Using biological priors to guide analysis, we investigated expression of known regulators and markers of myogenic state in LRCs and nonLRCs. The data reveal an activation dependence on the relative enrichment of multiple myogenic markers. Pax7 and Cd34 are slightly enriched in nonLRCs in quiescence, but enriched in LRCs in activation. Similarly, LRCs are shown to be enriched in Vcam1 in quiescence, but express less of this marker in activation (Fig. 5B). This finding is again consistent with a differential response to activation in LRC and nonLRC states, as suggested by mean expression value correlations and unbiased differential expression analysis. Considering the distribution of LRCs and nonLRCs among clusters of activation further confirms a heterogeneous activation response. In the quiescent state, LRCs and nonLRCs do not display significant differences in distribution between the two quiescent transcriptional clusters. However, after activation, LRCs are significantly enriched in the most activated transcriptional Cluster 1. Roughly 60% of activated LRCs are in the most activated cluster, compared to only 40% of the activated nonLRCs (Fig. 5F). The higher proportion of LRCs in the most activated region of transcriptional space suggests that LRCs may activate more quickly than nonLRCs.
Differential expression analysis also suggests a heterogeneous activation response. Regression analysis of mean gene expression levels between the LRC and nonLRC states corroborates this finding. The two states have a near perfect correlation in quiescent cells. In activation, the mean gene expression values are less correlated (p < 0.001, Fisher’s r to z transformation, Fig. 5E), indicating that activation induces different transcriptional responses in LRCs and nonLRCs.
This result is surprising, as LRCs are believed to be “reserve” stem cells, while nonLRCs are presumed to be precocious in their response based on differentiation assays [10, 11]. To confirm this observation with an orthogonal assay, we measured EdU incorporation in young LRCs and nonLRCs during activation in culture. MuSCs were cultured for 50 hours, and pulsed with EdU 12 hours and 2 hours prior to fixation. LRCs incorporated EdU at a higher rate (21%) than nonLRCs (17%) across three animals and n ≈ 20, 000 cells (p < 0.001, χ2test)(Fig. S6). Collectively, these results suggest that LRCs activate more rapidly than nonLRCs, based both on progression through transcriptional space and the timing of cell cycle entry.

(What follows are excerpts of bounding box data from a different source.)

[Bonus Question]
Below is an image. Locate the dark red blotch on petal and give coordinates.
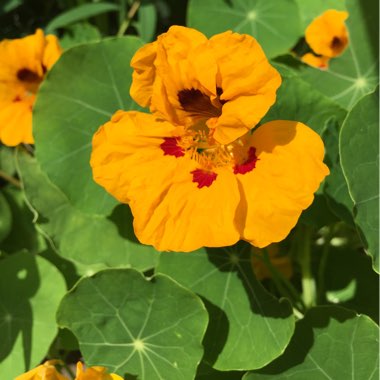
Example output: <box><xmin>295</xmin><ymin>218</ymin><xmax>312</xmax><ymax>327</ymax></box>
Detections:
<box><xmin>160</xmin><ymin>137</ymin><xmax>185</xmax><ymax>157</ymax></box>
<box><xmin>234</xmin><ymin>146</ymin><xmax>259</xmax><ymax>174</ymax></box>
<box><xmin>191</xmin><ymin>169</ymin><xmax>218</xmax><ymax>189</ymax></box>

Similar to our classification of MuSCs from different ages above, we trained similar classifiers to discriminate LRCs and nonLRCs. We trained a separate model to classify LRC/nonLRCs at each timepoint and each age. Classification of quiescent cells performs poorly at both ages (roughly 65% accuracy), while classification of activated cells is more effective – roughly 85% accuracy for young cells and 80% for aged cells (Fig. 5E, G). As in our age classification experiments, this result suggests that activation reveals differences between cell populations that are masked in quiescence. Regularization with an l1 penalty identifies 102 genes that optimize LRC/nonLRC classification of young activated cells, and 72 genes that optimize classification of aged activated cells. 35 genes are shared between these sets, enriched for apoptotic and oxidative stress response gene sets, suggesting that differences in the stress response of LRCs and nonLRCs may be some of the clearest distinguishing features across ages.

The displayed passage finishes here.